Viele niederländische Bürger unterstützen die Proteste der Landwirte. Die Regierung wirkt ratlos. Sie hat mittlerweile Panzer zu den Protestzügen geschickt. Doch der Zorn der Bauern kennt keine Grenzen. Er richtet sich vor allem gegen Umweltministerin Christiane van der Wal, letztlich aber gegen die gesamte niederländische Regierung. Diese hat neue und EU-konforme Düngevorschriften erlassen, die auf nichts weniger als die Enteignung unzähliger Landwirte hinauslaufen.

Ein „Nationaler Programm für den ländlichen Raum“ gibt an, um wie viel die Stickstoffemissionen bis 2030 pro Gebiet reduziert werden müssen. Die Bauern müssten sich demnach von ihren Tieren trennen und ihre Ställe schließen – wo wie von EU-Kommissar Frans Timmermans gewünscht. Der EU-Politiker will nämlich, dass in ganz Europa zehn Prozent der Flächen stillgelegt werden – das alles im Dienste der Stickstoffreduzierung.

Traktoren so weit das Auge reichtAPA/AFP/ANP/Bart Maat
Landwirte versammeln sich in Stroe, 70 Kilometer östlich von Amsterdam, um gegen die Regierung zu demonstrieren.APA/AFP/ANP/Sem van der Wal

Tausende Traktoren blockierten Straßen

Das lassen sich die Landwirte nicht bieten. Sie haben bereits angekündigt, das „ganze Land lahmzulegen“ – und das taten sie auch. Tausende Traktoren blockierten Straßen und Ausfahrten von Supermärkten. Fischer zeigten sich solidarisch und blockierten Häfen. Mehr als 40 Lagerzentren sollen abgesperrt worden sein. Nahrungsmittel in einigen Supermärkten werden mittlerweile knapp.

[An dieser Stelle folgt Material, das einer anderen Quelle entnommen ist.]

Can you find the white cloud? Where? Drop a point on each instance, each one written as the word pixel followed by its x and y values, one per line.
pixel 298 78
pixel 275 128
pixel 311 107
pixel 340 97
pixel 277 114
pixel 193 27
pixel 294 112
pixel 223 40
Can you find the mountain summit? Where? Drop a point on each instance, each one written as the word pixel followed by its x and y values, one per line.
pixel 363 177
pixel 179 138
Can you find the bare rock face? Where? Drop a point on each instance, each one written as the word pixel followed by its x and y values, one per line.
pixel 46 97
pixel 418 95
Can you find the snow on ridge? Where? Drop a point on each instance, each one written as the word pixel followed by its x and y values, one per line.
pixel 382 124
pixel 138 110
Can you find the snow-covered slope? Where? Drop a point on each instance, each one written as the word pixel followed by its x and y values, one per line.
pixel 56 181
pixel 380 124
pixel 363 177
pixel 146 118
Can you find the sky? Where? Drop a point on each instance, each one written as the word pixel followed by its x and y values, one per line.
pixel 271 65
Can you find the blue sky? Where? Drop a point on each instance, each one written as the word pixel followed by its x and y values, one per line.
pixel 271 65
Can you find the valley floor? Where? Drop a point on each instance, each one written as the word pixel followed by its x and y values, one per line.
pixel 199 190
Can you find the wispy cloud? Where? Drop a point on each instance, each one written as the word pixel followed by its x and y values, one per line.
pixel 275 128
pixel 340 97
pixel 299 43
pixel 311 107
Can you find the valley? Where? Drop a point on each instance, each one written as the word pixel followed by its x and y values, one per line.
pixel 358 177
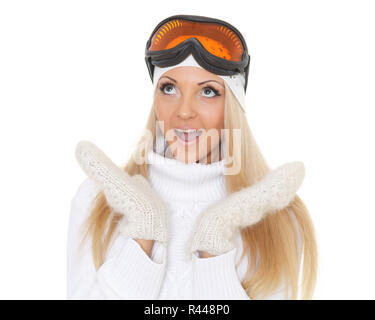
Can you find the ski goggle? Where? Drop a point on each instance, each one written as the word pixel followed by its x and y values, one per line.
pixel 215 44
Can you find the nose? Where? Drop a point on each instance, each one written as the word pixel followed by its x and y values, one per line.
pixel 186 109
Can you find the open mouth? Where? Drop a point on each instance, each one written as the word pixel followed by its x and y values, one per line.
pixel 188 136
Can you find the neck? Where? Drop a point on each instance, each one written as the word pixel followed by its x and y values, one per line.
pixel 176 180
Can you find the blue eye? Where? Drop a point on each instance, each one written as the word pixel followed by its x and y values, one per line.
pixel 167 86
pixel 210 89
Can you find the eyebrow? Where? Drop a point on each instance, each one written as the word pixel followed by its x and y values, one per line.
pixel 200 83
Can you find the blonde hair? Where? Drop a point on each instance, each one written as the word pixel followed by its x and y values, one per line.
pixel 271 246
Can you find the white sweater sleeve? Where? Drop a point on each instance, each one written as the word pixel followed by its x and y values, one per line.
pixel 217 278
pixel 127 273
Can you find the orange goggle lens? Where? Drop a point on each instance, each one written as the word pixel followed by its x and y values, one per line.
pixel 216 39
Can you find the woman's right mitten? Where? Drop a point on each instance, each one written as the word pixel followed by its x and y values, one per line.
pixel 144 212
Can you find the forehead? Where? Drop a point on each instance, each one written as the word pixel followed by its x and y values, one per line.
pixel 192 74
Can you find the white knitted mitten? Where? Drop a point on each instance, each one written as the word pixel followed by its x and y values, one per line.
pixel 144 212
pixel 217 225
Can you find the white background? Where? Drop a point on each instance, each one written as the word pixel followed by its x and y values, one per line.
pixel 74 70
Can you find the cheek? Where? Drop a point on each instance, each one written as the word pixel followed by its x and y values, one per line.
pixel 213 118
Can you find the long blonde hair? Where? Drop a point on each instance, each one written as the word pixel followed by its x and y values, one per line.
pixel 271 246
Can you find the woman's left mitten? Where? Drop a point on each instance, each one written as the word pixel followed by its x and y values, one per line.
pixel 216 226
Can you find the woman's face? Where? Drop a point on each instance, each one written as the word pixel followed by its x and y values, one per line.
pixel 191 98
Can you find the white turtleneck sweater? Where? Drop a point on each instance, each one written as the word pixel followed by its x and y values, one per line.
pixel 170 273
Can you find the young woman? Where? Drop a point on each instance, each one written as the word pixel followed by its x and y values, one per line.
pixel 196 213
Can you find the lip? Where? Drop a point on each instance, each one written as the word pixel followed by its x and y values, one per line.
pixel 185 142
pixel 185 128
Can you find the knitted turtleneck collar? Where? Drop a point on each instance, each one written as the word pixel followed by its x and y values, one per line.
pixel 176 180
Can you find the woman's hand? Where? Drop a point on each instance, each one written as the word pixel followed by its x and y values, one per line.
pixel 216 226
pixel 144 213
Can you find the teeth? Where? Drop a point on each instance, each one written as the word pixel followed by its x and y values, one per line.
pixel 192 133
pixel 186 131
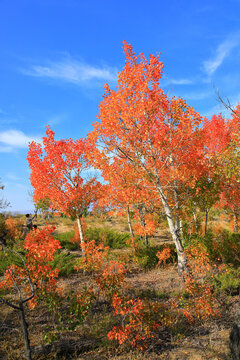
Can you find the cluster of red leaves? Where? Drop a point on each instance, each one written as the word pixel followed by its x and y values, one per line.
pixel 163 256
pixel 40 246
pixel 148 229
pixel 76 238
pixel 14 228
pixel 94 257
pixel 201 303
pixel 111 278
pixel 137 322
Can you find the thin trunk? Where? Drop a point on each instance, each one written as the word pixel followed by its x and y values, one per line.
pixel 25 333
pixel 81 234
pixel 129 222
pixel 206 221
pixel 235 219
pixel 181 228
pixel 195 220
pixel 182 260
pixel 144 225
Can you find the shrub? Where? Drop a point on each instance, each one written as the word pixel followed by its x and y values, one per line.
pixel 228 281
pixel 111 238
pixel 65 241
pixel 65 263
pixel 147 257
pixel 223 246
pixel 7 259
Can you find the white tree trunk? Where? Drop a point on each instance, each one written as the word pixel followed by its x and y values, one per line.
pixel 182 260
pixel 81 234
pixel 129 222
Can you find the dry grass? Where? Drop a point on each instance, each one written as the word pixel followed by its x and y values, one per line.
pixel 207 342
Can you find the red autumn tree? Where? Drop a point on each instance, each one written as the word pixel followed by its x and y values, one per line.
pixel 158 136
pixel 126 189
pixel 58 172
pixel 224 159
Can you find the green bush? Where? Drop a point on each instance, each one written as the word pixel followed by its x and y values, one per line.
pixel 65 241
pixel 229 281
pixel 7 259
pixel 111 238
pixel 65 263
pixel 222 247
pixel 146 257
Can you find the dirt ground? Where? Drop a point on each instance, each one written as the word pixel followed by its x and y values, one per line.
pixel 209 341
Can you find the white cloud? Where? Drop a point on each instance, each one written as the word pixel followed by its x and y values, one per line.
pixel 201 95
pixel 72 71
pixel 12 139
pixel 6 149
pixel 168 81
pixel 222 51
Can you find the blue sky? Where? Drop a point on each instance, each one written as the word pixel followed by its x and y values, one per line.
pixel 56 56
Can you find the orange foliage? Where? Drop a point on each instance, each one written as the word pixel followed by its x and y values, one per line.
pixel 137 323
pixel 112 278
pixel 40 246
pixel 163 256
pixel 15 228
pixel 94 257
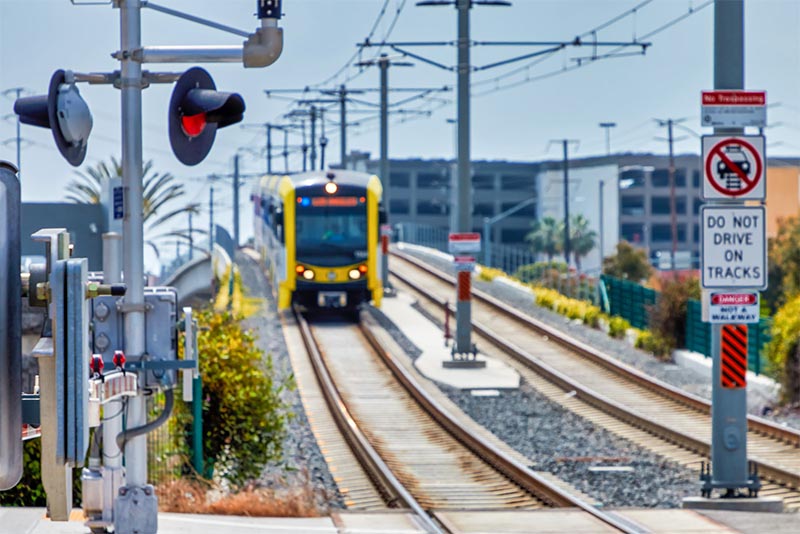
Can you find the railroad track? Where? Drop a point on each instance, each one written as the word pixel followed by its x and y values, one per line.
pixel 659 416
pixel 417 454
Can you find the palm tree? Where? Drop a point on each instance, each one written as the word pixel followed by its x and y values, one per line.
pixel 546 237
pixel 582 238
pixel 160 189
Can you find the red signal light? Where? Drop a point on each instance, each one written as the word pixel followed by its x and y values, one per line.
pixel 193 125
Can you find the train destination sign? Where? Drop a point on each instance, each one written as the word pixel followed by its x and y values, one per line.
pixel 732 307
pixel 733 167
pixel 734 252
pixel 734 109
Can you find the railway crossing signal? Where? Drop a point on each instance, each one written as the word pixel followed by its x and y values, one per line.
pixel 196 111
pixel 64 112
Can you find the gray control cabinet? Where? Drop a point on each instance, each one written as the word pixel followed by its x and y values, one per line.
pixel 161 316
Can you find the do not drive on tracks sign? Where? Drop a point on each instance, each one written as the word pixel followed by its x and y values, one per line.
pixel 734 167
pixel 464 243
pixel 734 249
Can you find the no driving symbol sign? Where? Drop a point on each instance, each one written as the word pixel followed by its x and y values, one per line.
pixel 733 167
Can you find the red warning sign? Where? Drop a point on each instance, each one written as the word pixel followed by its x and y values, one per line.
pixel 733 368
pixel 734 167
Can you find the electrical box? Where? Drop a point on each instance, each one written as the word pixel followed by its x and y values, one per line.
pixel 161 317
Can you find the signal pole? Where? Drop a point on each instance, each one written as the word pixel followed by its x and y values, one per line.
pixel 236 200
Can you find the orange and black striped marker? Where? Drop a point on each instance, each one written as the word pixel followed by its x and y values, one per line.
pixel 734 356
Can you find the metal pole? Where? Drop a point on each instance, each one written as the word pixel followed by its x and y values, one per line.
pixel 286 151
pixel 566 203
pixel 211 220
pixel 729 406
pixel 487 242
pixel 313 138
pixel 269 148
pixel 384 148
pixel 236 201
pixel 132 226
pixel 343 126
pixel 602 249
pixel 18 90
pixel 464 187
pixel 672 211
pixel 191 239
pixel 112 411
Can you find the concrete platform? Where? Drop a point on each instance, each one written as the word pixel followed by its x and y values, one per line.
pixel 760 504
pixel 430 339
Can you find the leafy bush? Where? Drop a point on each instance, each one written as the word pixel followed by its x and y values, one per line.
pixel 244 418
pixel 617 326
pixel 487 274
pixel 541 269
pixel 783 351
pixel 667 318
pixel 628 263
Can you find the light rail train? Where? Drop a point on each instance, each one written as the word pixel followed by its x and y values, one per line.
pixel 318 233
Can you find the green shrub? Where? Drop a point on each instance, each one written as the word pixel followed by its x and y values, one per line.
pixel 783 352
pixel 244 418
pixel 487 274
pixel 617 326
pixel 534 272
pixel 667 318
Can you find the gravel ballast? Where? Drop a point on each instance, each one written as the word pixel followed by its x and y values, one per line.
pixel 609 469
pixel 303 464
pixel 682 377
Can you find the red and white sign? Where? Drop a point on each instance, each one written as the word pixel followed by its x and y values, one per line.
pixel 734 109
pixel 464 243
pixel 731 307
pixel 464 263
pixel 733 167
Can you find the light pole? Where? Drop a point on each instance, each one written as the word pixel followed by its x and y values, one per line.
pixel 607 126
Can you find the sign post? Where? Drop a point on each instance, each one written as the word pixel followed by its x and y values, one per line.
pixel 460 245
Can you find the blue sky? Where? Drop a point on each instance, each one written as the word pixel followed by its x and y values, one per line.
pixel 39 36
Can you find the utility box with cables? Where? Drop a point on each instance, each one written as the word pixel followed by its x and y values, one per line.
pixel 159 359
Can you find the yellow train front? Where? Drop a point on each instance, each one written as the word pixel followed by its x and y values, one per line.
pixel 318 234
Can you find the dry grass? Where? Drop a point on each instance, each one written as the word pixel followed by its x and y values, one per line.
pixel 196 497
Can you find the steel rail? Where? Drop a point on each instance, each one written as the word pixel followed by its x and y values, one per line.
pixel 393 491
pixel 758 425
pixel 516 472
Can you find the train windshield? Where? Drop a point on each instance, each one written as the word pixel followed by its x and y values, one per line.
pixel 331 235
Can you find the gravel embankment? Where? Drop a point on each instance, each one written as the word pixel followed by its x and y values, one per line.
pixel 684 378
pixel 303 463
pixel 609 469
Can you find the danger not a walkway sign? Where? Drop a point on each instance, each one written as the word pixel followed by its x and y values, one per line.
pixel 734 167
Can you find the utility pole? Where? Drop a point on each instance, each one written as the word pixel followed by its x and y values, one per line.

Sämtliche niederländische Medien kritisieren die angebliche Umweltverschmutzung durch Stickstoff und CO2. Sie lassen die Enteignungen dadurch als gerechtfertigt erscheinen. Anders das australische Fernsehen Sky. News. Es sei krank, dass die Regierung hingehe und komplette Farmen schließe, meint dort der TV-Moderator.

Landwirte sollen ihre Betriebe freiwillig aufgeben

Die Vorgaben des niederländischen Staates sind weitreichend: Die Bauern sollen ihren Betrieb freiwillig auf geben und dafür entschädigt werden, sofern sie garantieren, nie mehr wieder einen landwirtschaftlichen Betrieb aufzunehmen. Falls der Landwirt damit nicht einverstanden ist, nimmt der Staat ihm den Hof ab.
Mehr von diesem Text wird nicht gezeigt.